Our department would like to honor the memory of Stephen Vella, native of Brooklyn, New York and
Assistant Professor since 2006.
We will never forget his intellect, concerned and
comforting gaze, and hearty laugh. He was 34.
Stephen started his term at Wake under the most unfortunate circumstances, newly diagnosed with a
very aggressive form of cancer. Yet he pursued the teacher-scholar ideal with courage and resolve.

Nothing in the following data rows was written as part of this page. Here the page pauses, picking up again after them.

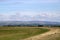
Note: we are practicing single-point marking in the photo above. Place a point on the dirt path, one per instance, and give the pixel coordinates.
(44, 35)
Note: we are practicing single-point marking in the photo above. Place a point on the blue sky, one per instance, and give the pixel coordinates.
(28, 10)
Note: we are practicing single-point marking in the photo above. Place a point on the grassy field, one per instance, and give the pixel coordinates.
(19, 33)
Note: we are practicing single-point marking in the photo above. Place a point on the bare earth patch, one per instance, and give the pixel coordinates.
(46, 36)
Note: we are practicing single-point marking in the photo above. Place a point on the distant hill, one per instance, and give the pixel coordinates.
(28, 23)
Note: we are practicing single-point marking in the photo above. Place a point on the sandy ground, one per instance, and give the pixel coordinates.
(44, 36)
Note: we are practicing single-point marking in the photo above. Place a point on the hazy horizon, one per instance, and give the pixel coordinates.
(30, 10)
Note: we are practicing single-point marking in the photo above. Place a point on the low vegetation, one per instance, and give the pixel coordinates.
(19, 33)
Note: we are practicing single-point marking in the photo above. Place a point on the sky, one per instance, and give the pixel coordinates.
(30, 10)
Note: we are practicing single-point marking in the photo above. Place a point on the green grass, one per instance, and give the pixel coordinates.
(19, 33)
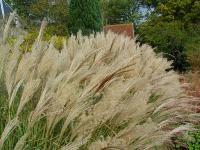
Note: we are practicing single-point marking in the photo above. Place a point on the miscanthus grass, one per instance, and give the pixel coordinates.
(98, 93)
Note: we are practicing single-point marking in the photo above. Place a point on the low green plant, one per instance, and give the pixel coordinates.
(194, 144)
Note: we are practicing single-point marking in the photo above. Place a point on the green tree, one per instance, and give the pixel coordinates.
(120, 11)
(172, 28)
(85, 15)
(32, 13)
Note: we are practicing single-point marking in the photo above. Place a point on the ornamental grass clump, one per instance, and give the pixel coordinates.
(99, 92)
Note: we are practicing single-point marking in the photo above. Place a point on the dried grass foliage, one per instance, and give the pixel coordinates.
(103, 81)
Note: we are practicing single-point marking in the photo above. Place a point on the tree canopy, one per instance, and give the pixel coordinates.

Stephen received his AB from Princeton University, and his MA and Ph.D. from Yale University. His
dissertation, “Gentlemanly Conquerors: The Domestication of the Indian Frontier and the Fashioning
of Imperial British Identity, 1790-1850” (2006), was awarded Yale‟s distinguished John Addison
Porter Dissertation Prize. An expert on the social and cultural history of eighteenth- and nineteenthcentury
Great Britain and the British Empire in South Asia, Stephen brought an exciting array of new
courses to the department, including two upper-level seminars “The British Empire” (HST 311) and
“Rethinking British Cultural History, 1707-2007” (HST 390) and a First Year Seminar, “Visualizing
Britain‟s Empire, c. 1600 to the present.” His gentle art of persuasion and mesmerizing intellect won
the love, respect and admiration of his students. He also expanded the University‟s library collection
in these areas, winning a Presidential Grant for the purchase of the British Online Database.
Stephen conducted research with sources in Bengali, French, Italian and Spanish as well as English.

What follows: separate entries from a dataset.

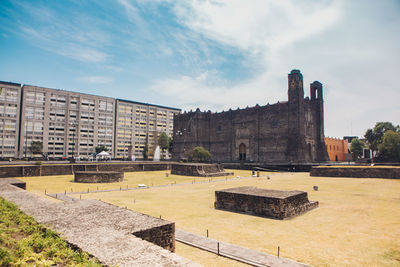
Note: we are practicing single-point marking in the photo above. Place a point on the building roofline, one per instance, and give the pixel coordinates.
(10, 83)
(64, 90)
(147, 104)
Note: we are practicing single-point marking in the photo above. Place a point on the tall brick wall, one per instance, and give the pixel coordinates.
(287, 132)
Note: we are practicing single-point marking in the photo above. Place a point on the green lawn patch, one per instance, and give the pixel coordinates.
(25, 242)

He asked how the loss of the thirteen American colonies and the building of a second empire in South
Asia changed British identity. The central thrust of his analyses was to show how newspapers,
particularly through their focus on imperial wars, served as the principal medium through which this
altered sense of “British-ness” was constructed. While historians recognize the impact newspapers had
on political, cultural, and social life in early nineteenth-century Britain, Stephen was the first to use
them comprehensively, intelligently and fruitfully. He also aspired to touch and teach historians
beyond his own field by venturing broader historical interpretations and attempting to capture the
“proper form” of representing the past. He produced a number of fine articles and was in the process
of completing his book manuscript while on leave in 2009-2010 before succumbing to his illness on
January 30, 2010.
With funds from the College and individual contributions from colleagues in History and other
departments of the college, the History Department has established the “Stephen Vella Memorial
Fund” to commemorate his legacy. It will be given as a research grant to an exemplary student to visit
archives to complete a senior thesis and/or honors thesis.